Why I would like my mailer to have a real programming language (part 2)
In illustrated form, to go with the previous explanation of this.
The actual configuration change that I just made, amounting to part of one line:
< require_files = $local_part:$home/.forward
> require_files = <; $local_part;$home/.forward;${if !IS_SPAM {!$home/.forward-nonspam}}
(additions and changes have been bolded.)
The amount of added comments necessary to explain this configuration: 17 lines, not counting an entire previous entry (with an antecedent for background). Part of this is to explain the logic and what is going on, and part of this is to explain a necessary workaround because of interactions due to how Exim has chosen to do various sorts of string expansions.
(There are three separate sorts of string interpretation going on in this one line.
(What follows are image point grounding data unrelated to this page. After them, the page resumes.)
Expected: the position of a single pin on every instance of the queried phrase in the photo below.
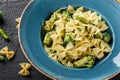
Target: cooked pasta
(25, 67)
(72, 34)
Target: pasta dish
(76, 37)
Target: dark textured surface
(12, 9)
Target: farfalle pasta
(73, 34)
(25, 67)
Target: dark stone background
(12, 9)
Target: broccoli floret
(67, 14)
(86, 62)
(47, 40)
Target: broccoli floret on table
(86, 62)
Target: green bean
(68, 39)
(106, 37)
(81, 19)
(1, 58)
(47, 40)
(3, 34)
(1, 16)
(67, 14)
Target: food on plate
(3, 34)
(76, 37)
(1, 58)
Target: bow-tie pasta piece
(25, 65)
It's fun.)
Don't ask how long this small change took to develop and test, despite the logic being simple and easily expressed when written down in plain language.
Sidebar: the levels of string interpretation here
Because someone someday may ask, here are the three levels that Exim is doing:
- a purely textual, configuration file level macro substitution
that expands
IS_SPAM
into an Exim string expansion condition. - splitting
require_files
on the list separator boundaries, either:
(original line) or;
(changed line) - string expanding the
${if ...}
clause.
The separator has to change because (wait for it) IS_SPAM
expands to
something that has :'s in it. This fooled me during debugging for some
time, because the pre-macro-substitution version does not have any :
's
so it looks safe from step 2.
A decently designed programming language would be a lot cleaner here. Unfortunately, Exim is probably trying to avoid being a Lisp instead.